Open-Access: This article is an open-access article that was selected by an in-house editor and fully peer-reviewed by external reviewers. It is distributed in accordance with the Creative Commons Attribution NonCommercial (CC BY-NC 4.0) license, which permits others to distribute, remix, adapt, build upon this work non-commercially, and license their derivative works on different terms, provided the original work is properly cited and the use is non-commercial. See: https://creativecommons.org/Licenses/by-nc/4.0/
Corresponding author: Wen-Feng Zhang, MD, Chief Physician, Department of General Surgery, Mengcheng County First People's Hospital, No. 282 Shangcheng East Road, Mengcheng 233500, Anhui Province, China. zwf197801@163.com
Received: December 3, 2023 Peer-review started: December 3, 2023 First decision: December 12, 2023 Revised: December 14, 2023 Accepted: January 8, 2024 Article in press: January 8, 2024 Published online: February 6, 2024 Processing time: 52 Days and 21.6 Hours
Abstract
BACKGROUND
Mediastinal emphysema is a condition in which air enters the mediastinum between the connective tissue spaces within the pleura for a variety of reasons.

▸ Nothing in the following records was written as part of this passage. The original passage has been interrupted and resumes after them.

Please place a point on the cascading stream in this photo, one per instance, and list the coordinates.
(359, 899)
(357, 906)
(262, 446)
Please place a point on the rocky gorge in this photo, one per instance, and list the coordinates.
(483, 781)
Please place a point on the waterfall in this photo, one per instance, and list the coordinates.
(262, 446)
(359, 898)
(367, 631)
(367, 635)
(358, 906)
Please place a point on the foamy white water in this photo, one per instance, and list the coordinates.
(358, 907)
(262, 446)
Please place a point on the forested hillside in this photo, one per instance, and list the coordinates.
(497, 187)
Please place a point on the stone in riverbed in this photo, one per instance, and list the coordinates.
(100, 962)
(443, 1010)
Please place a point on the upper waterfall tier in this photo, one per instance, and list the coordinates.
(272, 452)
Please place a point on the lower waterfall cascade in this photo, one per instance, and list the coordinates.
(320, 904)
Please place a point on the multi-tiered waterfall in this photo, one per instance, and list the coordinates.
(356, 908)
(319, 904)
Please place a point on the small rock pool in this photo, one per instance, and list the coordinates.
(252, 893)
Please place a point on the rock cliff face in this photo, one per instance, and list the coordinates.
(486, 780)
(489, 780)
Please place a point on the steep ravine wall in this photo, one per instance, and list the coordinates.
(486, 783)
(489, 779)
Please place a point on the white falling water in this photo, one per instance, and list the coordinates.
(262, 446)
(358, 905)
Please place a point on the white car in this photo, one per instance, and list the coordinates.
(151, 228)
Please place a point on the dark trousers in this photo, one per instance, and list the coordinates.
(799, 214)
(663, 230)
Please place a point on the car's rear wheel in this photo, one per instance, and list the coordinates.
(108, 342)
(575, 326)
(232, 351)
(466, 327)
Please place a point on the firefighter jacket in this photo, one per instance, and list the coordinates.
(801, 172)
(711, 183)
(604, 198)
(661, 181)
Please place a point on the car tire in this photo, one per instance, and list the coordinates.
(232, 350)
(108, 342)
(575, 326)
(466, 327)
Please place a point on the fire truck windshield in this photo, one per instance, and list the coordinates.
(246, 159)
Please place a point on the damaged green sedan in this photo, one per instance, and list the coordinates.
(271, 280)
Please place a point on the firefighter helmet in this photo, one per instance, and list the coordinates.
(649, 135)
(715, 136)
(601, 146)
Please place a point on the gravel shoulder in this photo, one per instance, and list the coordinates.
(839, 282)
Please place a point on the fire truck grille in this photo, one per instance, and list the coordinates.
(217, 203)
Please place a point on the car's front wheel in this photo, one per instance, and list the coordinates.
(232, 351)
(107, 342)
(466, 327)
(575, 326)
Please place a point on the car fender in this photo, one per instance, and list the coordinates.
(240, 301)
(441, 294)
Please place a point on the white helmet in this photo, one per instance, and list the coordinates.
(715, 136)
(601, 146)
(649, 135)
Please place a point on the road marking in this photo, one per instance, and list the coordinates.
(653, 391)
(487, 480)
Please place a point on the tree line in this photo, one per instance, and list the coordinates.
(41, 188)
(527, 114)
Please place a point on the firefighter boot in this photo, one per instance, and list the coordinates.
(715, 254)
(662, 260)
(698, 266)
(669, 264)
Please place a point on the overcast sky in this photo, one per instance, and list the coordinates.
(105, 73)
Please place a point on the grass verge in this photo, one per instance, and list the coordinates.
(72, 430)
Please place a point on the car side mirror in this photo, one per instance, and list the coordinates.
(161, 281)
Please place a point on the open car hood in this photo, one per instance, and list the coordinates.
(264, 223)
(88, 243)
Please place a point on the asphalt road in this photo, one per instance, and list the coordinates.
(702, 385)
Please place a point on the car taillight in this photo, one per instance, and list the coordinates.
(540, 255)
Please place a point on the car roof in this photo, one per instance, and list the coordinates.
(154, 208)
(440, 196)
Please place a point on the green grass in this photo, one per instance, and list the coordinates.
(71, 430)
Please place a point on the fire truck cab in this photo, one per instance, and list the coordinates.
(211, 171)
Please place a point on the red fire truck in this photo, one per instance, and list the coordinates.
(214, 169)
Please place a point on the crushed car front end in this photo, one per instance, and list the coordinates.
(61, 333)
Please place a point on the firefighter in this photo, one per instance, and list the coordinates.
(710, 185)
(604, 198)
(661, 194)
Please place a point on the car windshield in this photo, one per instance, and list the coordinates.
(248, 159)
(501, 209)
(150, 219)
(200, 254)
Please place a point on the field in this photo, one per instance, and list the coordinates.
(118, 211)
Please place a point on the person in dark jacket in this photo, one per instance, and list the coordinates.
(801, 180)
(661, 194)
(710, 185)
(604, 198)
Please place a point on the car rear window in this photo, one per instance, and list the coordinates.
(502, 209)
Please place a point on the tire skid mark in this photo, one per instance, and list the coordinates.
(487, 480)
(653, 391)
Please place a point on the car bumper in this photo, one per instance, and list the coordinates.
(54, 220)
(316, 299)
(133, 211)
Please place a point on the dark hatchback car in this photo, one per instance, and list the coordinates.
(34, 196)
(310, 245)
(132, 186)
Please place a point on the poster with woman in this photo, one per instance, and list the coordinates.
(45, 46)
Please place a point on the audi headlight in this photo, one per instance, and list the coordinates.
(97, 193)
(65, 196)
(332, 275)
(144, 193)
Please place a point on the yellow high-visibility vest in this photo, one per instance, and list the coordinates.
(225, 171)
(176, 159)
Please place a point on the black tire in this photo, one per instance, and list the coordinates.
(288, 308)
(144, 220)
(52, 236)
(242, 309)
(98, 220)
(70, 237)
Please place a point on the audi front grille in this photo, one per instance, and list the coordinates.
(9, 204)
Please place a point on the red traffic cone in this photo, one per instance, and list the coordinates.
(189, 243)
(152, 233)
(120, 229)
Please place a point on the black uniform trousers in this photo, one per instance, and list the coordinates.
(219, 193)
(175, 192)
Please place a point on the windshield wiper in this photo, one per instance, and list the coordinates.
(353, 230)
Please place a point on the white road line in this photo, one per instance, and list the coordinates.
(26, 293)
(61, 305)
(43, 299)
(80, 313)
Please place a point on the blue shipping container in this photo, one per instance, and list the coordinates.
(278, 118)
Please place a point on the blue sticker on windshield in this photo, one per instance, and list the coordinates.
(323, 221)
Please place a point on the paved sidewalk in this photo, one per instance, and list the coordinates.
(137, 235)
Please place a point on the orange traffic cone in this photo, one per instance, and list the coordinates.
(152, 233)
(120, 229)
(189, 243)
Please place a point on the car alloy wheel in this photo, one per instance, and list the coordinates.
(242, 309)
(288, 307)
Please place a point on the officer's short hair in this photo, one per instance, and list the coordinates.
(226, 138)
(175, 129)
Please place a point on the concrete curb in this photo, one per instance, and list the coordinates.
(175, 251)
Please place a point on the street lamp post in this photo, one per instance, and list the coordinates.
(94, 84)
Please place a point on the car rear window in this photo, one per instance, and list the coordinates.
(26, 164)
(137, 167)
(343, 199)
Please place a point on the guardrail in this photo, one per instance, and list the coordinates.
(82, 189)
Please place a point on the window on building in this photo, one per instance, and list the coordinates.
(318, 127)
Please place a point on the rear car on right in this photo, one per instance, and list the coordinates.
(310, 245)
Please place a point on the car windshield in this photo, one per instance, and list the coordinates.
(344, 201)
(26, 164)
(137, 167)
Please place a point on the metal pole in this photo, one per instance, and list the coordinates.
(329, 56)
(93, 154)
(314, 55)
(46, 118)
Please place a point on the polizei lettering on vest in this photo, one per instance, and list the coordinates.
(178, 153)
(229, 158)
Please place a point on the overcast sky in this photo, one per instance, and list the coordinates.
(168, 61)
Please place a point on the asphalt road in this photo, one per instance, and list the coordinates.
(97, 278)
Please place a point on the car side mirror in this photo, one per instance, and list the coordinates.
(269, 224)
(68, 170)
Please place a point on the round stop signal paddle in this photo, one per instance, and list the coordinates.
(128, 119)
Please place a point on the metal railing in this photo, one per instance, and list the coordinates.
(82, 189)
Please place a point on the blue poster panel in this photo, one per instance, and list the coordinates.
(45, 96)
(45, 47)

It can be spontaneous or secondary to chest trauma, esophageal perforation, medically induced factors, etc. Its common symptoms are chest pain, tightness in the chest, and respiratory distress. Most mediastinal emphysema patients have mild symptoms, but severe mediastinal emphysema can cause respiratory and circulatory failure, resulting in serious consequences.
CASE SUMMARY
A 75-year-old man, living alone, presented with sudden onset of severe epigastric pain with chest tightness after drinking alcohol. Due to the remoteness of his residence and lack of neighbors, the patient was found by his nephew and brought to the hospital the next morning after the disease onset. Computed tomography (CT) showed free gas in the abdominal cavity, mediastinal emphysema, and subcutaneous pneumothorax. Upper gastrointestinal angiography showed that the esophageal mucosa was intact and the gastric antrum was perforated. Therefore, we chose to perform open gastric perforation repair on the patient under thoracic epidural anesthesia combined with intravenous anesthesia. An operative incision of the muscle layer of the patient's abdominal wall was made, and a large amount of subperitoneal gas was revealed. And a continued incision of the peritoneum revealed the presence of a perforation of approximately 0.5 cm in the gastric antrum, which we repaired after pathological examination. Postoperatively, the patient received high-flow oxygen and cough exercises. Chest CT was performed on the first and sixth postoperative days, and the mediastinal and subcutaneous gas was gradually reduced.
CONCLUSION
After gastric perforation, a large amount of free gas in the abdominal cavity can reach the mediastinum through the loose connective tissue at the esophageal hiatus of the diaphragm, and upper gastrointestinal angiography can clarify the site of perforation. In patients with mediastinal emphysema, open surgery avoids the elevation of the diaphragm caused by pneumoperitoneum compared to laparoscopic surgery and avoids increasing the mediastinal pressure. In addition, thoracic epidural anesthesia combined with intravenous anesthesia also avoids pressure on the mediastinum from mechanical ventilation.
Core Tip: Abdominal free gas from a perforated gastric ulcer may pass through the lax esophageal hiatus into the mediastinum and then travel up to the neck and chest wall. This condition should be differentiated from esophageal perforation, and upper gastrointestinal angiography can clarify the diagnosis. In such patients, the pneumoperitoneum for laparoscopic surgery increases the pressure in the abdominal cavity, not only causing elevation of the diaphragm but also allowing more gas to enter the mediastinum through the esophageal hiatus. Open surgery may be preferred. Thoracic epidural anesthesia combined with intravenous anesthesia can prevent the effect of mechanical ventilation on the mediastinum.